Var olmak nedir?
Var olmak tahmin ettiğinden çok daha zordu. Bu nedenle hiçbir şey kolay olmayacaktı. Böyle yaşanmaması gerekiyor, farkındaydı. Yeryüzündeki isyancılardan olmak istemiyordu ama. “Siz ölüler iken sizi yoktan var eden, sonra öldürüp tekrar diriltecek olan, sonra tekrar ona döndürüleceğiniz bir Allah’a karşı nasıl kâfir olursunuz?” (Bakara-28) Dayanamadı. İsyan edenlerden oldu. Bu durum öngörülmüştü. “İnsanı bir nutfeden yarattı. (Bir de ne göresin!) O (insan, yaratıcısına karşı) apaçık düşman kesilivermiş.” (Nahl-4) Yapmaması gerekiyordu. Bu durum önceden bildirilmişti. O, muhakkak uyarılmıştı. “Yemin olsun, insanı biz yarattık ve nefsinin ona verdiği vesveseleri de biliriz. Biz ona şah damarından daha yakınız.” (Kâf-16) Rabb’in senden sabretmeni istemedi mi? Karşılığında sana türlü müjdeler sunmadı mı? Allah habersiz miydi (sana sunulan) bu zorluklardan? Şüphesiz sana aydınlığı göstermedi mi? Sen zorlandıkça içini ferahlatmadı mı? Hangi “keşke yaşamasaydım” dediğin günde güneş batmadı? “Bunda akledenler için ibretler vardır.” diyen o değil miydi? Sonra sana “insan Rabb’ine karşı gerçekten pek nankördür.” demesine rağmen seni terk etmedi. Fark etmedin mi? “Allah yeniden başlayanların yardımcısıdır.” dediğinde yüreğinde ümitten bir güneş doğurmadı mı? Şüphesiz bunu yapan Allah’tan başkası değildi. Sonra feraha kavuşasın diye İnşirah suresini indirdi. Şöyle buyurdu: “Senin göğsünü açıp genişletmedik mi? Belini büken yükünü üzerinden kaldırmadık mı? (…) Şüphesiz her güçlükle beraber bir kolaylık vardır. Gerçekten de her güçlükle beraber bir kolaylık vardır. (…)” Sonra insan kendi iç savaşlarının ardından dayanacak başka hangi kapıyı buldu? Başına gelen hangi musibet daha önce başkasının başına gelmedi? “Ders alın.” demedi mi? İşte tüm bunlar bir ömrün nasıl tükendiğine dair işaretlerdi. Buna gericilik dediler. “Topraktan geldik.” dedik. Onlarsa öleceklerini bir gün olsun düşünmedi. Bir akşamüzeri herhangi biriyle beraber öldüler. Sonra “insanız” dediler. Bunu yürekleri kaldırdı. ??
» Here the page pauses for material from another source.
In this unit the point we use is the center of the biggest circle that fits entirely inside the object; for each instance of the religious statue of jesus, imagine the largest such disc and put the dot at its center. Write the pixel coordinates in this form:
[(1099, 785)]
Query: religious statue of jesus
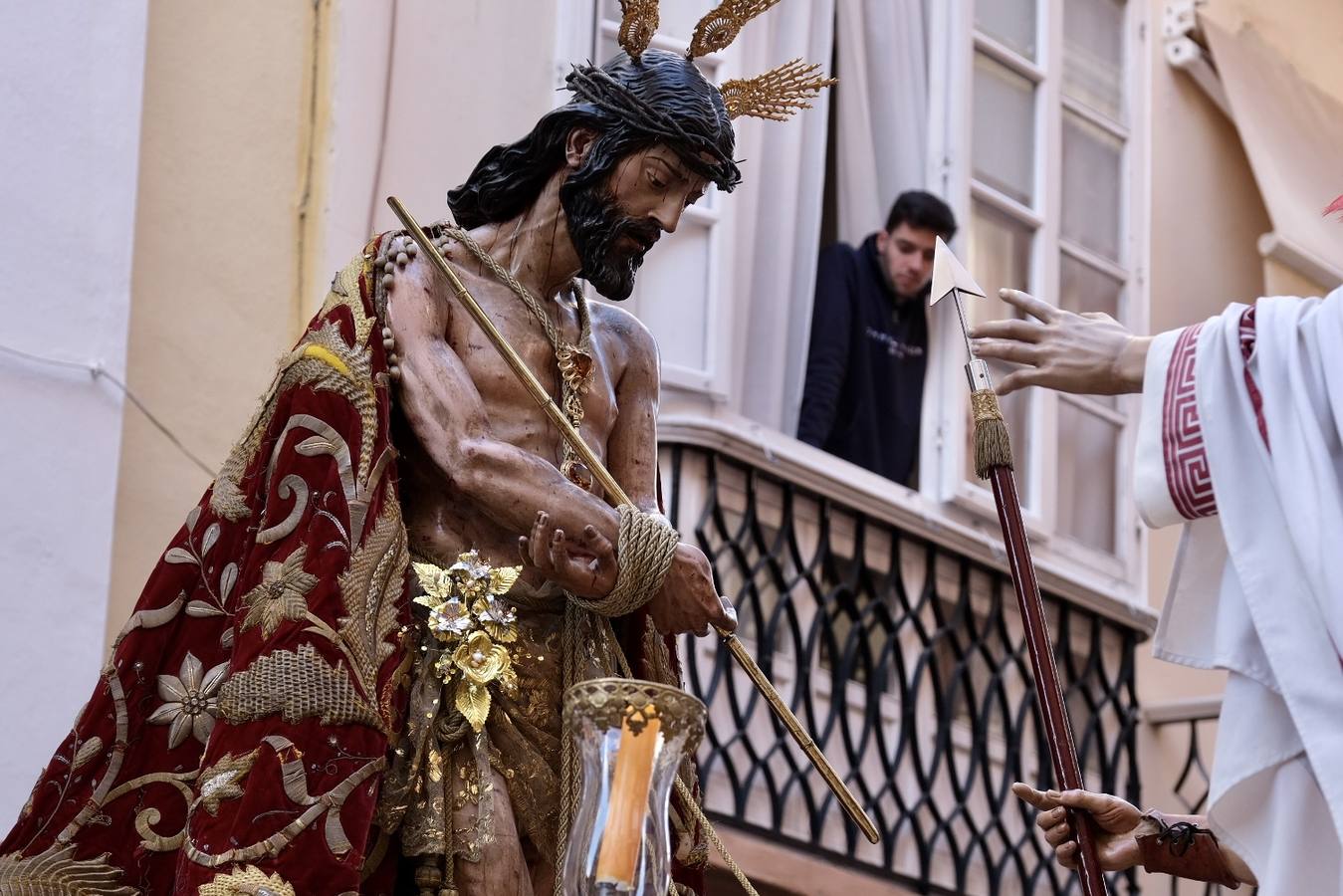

Son olarak İsmet Özel’in Münacaat şiirinin bir kısmını sizinle paylaşıp yazımı sonlandırmak istiyorum.
“şimdi tekrar ne yapsam dedirtme bana yarabbi
taşınacak suyu göster,kırılacak odunu
kaldı bu silinmez yaşamak suçu üzerimde
bileyim hangi suyun sakasıyım ya rabbelalemin
tütmesi gereken ocak nerde?”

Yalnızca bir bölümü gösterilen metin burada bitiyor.